La vide transparence
Alors que la transparence en matière judiciaire visait essentiellement à permettre un contrôle des citoyens sur l'activité des tribunaux, notre évolution constitutionnelle a totalement évacué ce contrôle
Les tribunes téléphoniques ne dérougissent pas, les chroniqueurs s'en donnent à cœur joie; assurément, le procès de Guy Turcotte aura soulevé l'intérêt du début à la fin. Cette affaire, que certains ont qualifiée de fait divers, cache néanmoins une réflexion importante sur notre système judiciaire: celle de son interaction avec l'opinion publique.
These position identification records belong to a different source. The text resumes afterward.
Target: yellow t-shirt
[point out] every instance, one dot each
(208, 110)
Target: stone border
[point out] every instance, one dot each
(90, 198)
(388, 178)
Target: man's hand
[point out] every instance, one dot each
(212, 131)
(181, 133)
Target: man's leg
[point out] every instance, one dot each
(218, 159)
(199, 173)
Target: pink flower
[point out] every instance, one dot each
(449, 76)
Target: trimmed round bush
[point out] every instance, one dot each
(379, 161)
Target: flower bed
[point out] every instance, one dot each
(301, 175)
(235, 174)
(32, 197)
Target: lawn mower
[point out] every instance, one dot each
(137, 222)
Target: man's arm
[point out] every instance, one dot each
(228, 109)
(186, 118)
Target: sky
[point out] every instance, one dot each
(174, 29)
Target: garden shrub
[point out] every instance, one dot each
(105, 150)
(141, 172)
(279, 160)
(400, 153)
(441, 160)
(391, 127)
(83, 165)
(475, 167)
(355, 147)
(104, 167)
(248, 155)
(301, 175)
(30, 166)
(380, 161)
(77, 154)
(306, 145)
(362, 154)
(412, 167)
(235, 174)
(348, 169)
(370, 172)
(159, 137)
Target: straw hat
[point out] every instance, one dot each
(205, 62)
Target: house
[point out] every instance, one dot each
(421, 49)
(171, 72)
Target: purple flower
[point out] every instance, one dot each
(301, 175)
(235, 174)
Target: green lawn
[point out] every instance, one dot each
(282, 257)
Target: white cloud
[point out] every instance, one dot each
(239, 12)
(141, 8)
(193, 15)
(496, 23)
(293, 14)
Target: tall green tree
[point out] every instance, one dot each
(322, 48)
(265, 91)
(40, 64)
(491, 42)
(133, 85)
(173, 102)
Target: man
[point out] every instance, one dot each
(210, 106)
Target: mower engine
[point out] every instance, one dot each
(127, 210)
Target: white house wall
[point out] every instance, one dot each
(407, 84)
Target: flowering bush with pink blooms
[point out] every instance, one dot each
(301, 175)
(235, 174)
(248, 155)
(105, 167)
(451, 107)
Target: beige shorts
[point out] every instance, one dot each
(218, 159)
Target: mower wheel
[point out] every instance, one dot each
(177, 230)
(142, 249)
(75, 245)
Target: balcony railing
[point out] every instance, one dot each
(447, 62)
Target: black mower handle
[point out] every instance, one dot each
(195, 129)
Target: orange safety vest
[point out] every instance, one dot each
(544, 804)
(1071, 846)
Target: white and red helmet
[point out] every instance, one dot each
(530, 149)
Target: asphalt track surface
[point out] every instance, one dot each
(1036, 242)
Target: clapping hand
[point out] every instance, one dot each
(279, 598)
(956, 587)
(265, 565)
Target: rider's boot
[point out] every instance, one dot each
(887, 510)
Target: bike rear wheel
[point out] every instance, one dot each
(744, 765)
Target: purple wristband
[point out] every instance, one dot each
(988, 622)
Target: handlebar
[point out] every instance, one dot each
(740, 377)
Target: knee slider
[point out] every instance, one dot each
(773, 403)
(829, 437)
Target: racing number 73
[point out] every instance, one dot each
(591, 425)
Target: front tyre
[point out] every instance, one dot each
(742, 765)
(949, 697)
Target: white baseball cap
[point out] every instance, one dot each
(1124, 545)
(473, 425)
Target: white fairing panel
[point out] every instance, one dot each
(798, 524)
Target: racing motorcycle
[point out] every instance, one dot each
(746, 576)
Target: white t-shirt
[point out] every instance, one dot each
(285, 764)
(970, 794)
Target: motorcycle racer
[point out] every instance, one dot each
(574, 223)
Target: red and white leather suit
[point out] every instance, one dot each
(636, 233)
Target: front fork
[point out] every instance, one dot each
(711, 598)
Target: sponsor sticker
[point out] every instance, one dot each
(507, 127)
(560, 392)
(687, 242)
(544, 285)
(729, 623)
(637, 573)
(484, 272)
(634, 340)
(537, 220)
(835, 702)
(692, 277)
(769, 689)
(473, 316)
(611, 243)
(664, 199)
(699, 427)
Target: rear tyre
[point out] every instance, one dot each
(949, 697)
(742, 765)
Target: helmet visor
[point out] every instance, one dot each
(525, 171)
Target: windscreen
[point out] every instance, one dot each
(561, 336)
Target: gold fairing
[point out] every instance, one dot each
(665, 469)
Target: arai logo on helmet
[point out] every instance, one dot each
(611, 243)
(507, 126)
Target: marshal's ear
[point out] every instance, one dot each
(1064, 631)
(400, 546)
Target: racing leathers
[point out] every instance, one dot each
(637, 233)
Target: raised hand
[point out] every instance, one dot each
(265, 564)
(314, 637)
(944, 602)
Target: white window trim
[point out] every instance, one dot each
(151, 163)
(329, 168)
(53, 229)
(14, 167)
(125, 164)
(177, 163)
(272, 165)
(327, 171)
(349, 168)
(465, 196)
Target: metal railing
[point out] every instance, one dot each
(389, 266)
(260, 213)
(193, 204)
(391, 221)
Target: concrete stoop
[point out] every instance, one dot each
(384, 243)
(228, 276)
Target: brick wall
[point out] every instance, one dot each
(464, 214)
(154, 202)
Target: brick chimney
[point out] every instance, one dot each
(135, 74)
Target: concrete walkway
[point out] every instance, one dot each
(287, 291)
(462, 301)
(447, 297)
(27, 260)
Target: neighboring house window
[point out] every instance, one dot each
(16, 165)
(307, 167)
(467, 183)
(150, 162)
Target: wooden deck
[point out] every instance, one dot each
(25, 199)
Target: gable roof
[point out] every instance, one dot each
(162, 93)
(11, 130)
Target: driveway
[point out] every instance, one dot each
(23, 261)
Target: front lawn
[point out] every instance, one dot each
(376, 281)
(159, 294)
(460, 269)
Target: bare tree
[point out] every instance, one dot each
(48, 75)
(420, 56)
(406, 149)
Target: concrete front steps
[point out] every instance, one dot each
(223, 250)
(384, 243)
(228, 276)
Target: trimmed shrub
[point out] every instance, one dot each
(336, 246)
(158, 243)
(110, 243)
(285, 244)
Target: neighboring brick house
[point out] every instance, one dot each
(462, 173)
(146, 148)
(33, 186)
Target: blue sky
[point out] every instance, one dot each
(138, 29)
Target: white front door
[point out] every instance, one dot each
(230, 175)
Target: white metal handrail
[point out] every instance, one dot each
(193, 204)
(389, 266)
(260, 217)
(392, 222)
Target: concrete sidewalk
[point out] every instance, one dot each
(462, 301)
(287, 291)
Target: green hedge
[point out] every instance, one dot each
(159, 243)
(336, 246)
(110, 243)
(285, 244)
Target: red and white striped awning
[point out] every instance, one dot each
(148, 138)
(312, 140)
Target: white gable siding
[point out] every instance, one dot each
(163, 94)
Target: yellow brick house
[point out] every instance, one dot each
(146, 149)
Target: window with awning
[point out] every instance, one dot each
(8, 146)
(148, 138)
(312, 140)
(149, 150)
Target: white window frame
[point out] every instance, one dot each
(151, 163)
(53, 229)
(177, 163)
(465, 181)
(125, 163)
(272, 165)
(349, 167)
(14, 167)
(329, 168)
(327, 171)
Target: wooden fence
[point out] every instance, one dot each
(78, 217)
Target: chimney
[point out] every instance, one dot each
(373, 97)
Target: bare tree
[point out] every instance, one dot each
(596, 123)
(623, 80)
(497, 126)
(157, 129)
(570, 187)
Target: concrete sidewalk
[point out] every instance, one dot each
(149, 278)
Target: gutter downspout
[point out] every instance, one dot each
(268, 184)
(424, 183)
Un de mes amis croit que seules les personnes ayant rencontré l'accusé peuvent commenter l'issue du procès. La retenue populaire nous permettrait de nous passer de ces «Moi je pense qu'il est coupable» ou du classique «Tous les meurtriers vont prétendre être fous pour s'en sortir».
Cette opinion n'est pas dénuée de bon sens. Dans une affaire aussi complexe que celle qui vient de se conclure, il n'est pas vraiment possible de formuler un commentaire pertinent sur l'état d'esprit de M. Turcotte sans avoir assisté à l'intégralité du procès. La principale (ou sinon l'unique) question de ce procès était de savoir si M. Turcotte avait conscience des gestes qu'il posait en février 2009. Il faut pour cela avoir vu son témoignage, entendu son psychiatre et pris connaissance d'une kyrielle d'autres expertises. Évidemment, ces éléments fondamentaux du procès nous ont été rapportés de façon plutôt succincte par les médias. Personne ne s'en étonnera.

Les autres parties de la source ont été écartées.